Semmar Nabil, Bruguerolle Bernard, Boullu-Ciocca Sandrine, Simon Nicolas
Laboratory of Medical Pharmacology, Medical School of Marseilles, UPRES EA 3784, 27 Bd Jean Moulin, 13385, Marseilles cedex 5, France.
J Pharmacokinet Pharmacodyn. 2005 Aug;32(3-4):333-58. doi: 10.1007/s10928-005-0040-4.
To be analyzed, the heterogeneity characterizing biological data calls for using appropriate models involving numerous variables. A high variable number could become problematic when one needs to determine a priori the most significant variable combination in order to reduce the inter-individual variability (IIV). Alternatively to multiple introductions of single variables, we propose a single introduction of a multivariate variable. We present cluster analysis as a stratification strategy that combines the initial single covariates to build a multivariate categorical covariate. It is an exploratory multivariate analysis that outlines homogeneous categories of individuals (clusters) according to similarities from the set of covariates. It includes many clustering techniques combining a distance measure and a linkage algorithm, and leading to various stratification patterns. The cluster analysis approach is illustrated by a case study on cortisol kinetics in 82 patients after intravenous bolus administration of synacthen (synthetic corticotropin). Using NONMEM, a basic infusion model was initially achieved for cortisol, and then a classical covariate selection was applied to improve IIV. The best fit was between the elimination rate constant k and the body mass index (BMI), which improved IIV of k. An alternative method is presented consisting in the population into homogeneous and non-overlapping groups by applying a cluster analysis. Such categorization (or clustering) was carried out using Euclidean distance and complete-linkage algorithm. This algorithm gave five dissimilar clusters that differed by increasing BMI, obesity duration, and waist-hip ratio. The dispersion of k according to the five clusters showed three distinctvariation ranges a priori, which corresponded a posteriori(after NONMEM modeling) to three sub-populations of k. After grouping the clusters that had similar variation ranges of k, we obtained three final clusters representing non-obese, intermediate, and extreme obese sub-populations. The pharmacokinetic model based on three clusters was better than the basic model, similar to the classical covariate model, but had a stronger interpretability: It showed that the stimulation and elimination of cortisol were higher in the extreme obese followed by intermediate then non-obese subjects.
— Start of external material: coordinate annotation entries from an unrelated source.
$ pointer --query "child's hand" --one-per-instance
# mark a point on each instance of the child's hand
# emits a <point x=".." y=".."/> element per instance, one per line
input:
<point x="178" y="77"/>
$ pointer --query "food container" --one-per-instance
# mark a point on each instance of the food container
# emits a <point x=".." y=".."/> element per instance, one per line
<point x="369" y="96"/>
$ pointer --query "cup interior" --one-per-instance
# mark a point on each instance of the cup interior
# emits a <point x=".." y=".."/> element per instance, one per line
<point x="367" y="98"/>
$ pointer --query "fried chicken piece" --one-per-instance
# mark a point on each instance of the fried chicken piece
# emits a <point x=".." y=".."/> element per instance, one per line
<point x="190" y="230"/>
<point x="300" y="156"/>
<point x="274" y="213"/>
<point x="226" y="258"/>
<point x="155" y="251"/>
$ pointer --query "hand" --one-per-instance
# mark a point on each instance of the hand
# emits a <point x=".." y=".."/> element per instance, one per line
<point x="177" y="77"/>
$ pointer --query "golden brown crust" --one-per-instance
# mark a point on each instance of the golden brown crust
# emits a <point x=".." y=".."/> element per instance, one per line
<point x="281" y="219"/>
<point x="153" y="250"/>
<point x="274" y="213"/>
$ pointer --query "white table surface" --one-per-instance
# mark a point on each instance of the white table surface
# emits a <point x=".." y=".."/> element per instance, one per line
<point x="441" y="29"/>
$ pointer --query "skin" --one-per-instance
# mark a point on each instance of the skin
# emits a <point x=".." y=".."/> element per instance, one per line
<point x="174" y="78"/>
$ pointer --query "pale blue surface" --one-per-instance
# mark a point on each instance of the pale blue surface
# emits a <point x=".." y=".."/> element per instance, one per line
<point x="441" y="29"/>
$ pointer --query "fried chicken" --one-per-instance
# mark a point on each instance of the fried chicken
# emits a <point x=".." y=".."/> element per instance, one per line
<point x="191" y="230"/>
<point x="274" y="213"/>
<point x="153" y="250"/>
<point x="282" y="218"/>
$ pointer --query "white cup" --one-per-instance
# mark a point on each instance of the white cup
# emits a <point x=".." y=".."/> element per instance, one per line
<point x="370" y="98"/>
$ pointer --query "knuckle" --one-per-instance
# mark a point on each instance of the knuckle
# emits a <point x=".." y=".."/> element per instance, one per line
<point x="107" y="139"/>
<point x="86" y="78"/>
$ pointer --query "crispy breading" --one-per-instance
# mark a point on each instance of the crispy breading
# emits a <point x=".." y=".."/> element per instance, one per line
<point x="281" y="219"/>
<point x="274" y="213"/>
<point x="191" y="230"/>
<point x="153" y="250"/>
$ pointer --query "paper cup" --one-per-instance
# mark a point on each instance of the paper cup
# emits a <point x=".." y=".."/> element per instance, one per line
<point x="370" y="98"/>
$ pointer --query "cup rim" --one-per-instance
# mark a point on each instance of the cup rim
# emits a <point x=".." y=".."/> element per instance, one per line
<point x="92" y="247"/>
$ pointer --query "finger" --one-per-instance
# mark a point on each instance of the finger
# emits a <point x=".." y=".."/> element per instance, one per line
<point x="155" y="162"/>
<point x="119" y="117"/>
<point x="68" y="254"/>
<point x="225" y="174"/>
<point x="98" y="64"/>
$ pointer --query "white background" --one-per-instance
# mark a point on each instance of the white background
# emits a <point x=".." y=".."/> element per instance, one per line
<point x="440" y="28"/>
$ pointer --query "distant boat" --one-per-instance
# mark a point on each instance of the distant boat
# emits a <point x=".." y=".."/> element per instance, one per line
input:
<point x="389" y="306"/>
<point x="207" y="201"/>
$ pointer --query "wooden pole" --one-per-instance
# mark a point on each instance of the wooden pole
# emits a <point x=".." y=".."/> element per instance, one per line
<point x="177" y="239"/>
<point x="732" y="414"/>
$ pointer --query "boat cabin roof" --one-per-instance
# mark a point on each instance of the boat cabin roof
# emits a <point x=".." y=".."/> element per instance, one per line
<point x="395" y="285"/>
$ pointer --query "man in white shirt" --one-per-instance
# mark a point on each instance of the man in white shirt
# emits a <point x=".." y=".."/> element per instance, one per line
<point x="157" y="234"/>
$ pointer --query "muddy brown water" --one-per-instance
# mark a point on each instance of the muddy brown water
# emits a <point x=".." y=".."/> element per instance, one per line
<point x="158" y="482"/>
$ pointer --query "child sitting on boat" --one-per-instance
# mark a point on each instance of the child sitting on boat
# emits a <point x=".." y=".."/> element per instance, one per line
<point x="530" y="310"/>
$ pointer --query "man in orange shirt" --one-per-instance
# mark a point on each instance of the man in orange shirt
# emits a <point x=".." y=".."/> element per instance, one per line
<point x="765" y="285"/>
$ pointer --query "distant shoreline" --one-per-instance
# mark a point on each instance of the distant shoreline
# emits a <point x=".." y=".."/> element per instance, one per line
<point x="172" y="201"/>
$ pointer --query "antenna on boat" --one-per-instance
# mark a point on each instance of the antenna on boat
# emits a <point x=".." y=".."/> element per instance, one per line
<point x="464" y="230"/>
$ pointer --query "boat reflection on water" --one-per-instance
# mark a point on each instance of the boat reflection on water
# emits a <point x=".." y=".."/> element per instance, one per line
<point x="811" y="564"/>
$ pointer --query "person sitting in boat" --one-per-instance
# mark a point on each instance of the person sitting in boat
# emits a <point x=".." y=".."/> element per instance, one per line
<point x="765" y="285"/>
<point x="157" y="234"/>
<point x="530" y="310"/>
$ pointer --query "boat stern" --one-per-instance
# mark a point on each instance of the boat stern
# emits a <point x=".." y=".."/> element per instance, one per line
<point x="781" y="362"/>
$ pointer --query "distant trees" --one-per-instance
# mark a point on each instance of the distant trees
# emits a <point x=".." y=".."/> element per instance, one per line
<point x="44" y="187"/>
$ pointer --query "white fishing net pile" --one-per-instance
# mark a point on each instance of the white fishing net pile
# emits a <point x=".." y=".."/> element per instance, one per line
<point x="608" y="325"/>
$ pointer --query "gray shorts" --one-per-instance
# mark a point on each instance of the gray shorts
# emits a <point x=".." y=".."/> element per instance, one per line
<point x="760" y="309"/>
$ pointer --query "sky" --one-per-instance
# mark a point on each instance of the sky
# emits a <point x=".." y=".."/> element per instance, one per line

为了进行分析,生物数据的异质性特征需要使用涉及众多变量的适当模型。当需要先验地确定最显著的变量组合以减少个体间变异性(IIV)时,变量数量过多可能会成为问题。作为单个变量多次引入的替代方法,我们建议引入一个多变量。我们将聚类分析作为一种分层策略,它结合初始的单个协变量来构建一个多变量分类协变量。这是一种探索性多变量分析,根据协变量集的相似性勾勒出个体的同质类别(聚类)。它包括许多结合距离度量和连锁算法的聚类技术,并导致各种分层模式。通过对82例患者静脉推注合成促肾上腺皮质激素(synthetic corticotropin)后皮质醇动力学的案例研究来说明聚类分析方法。使用NONMEM,最初为皮质醇建立了一个基本输注模型,然后应用经典的协变量选择来改善IIV。最佳拟合是在消除速率常数k和体重指数(BMI)之间,这改善了k的IIV。提出了另一种方法,即通过应用聚类分析将总体分为同质且不重叠的组。这种分类(或聚类)使用欧几里得距离和完全连锁算法进行。该算法给出了五个不同的聚类,它们在BMI、肥胖持续时间和腰臀比增加方面存在差异。根据这五个聚类,k的离散度先验地显示出三个不同的变化范围,后验地(在NONMEM建模之后)对应于k的三个亚组。在对k变化范围相似的聚类进行分组后,我们得到了代表非肥胖、中度和极度肥胖亚组的三个最终聚类。基于三个聚类的药代动力学模型比基本模型更好,与经典协变量模型相似,但具有更强的可解释性:它表明极度肥胖受试者中皮质醇的刺激和消除高于中度肥胖受试者,然后是非肥胖受试者。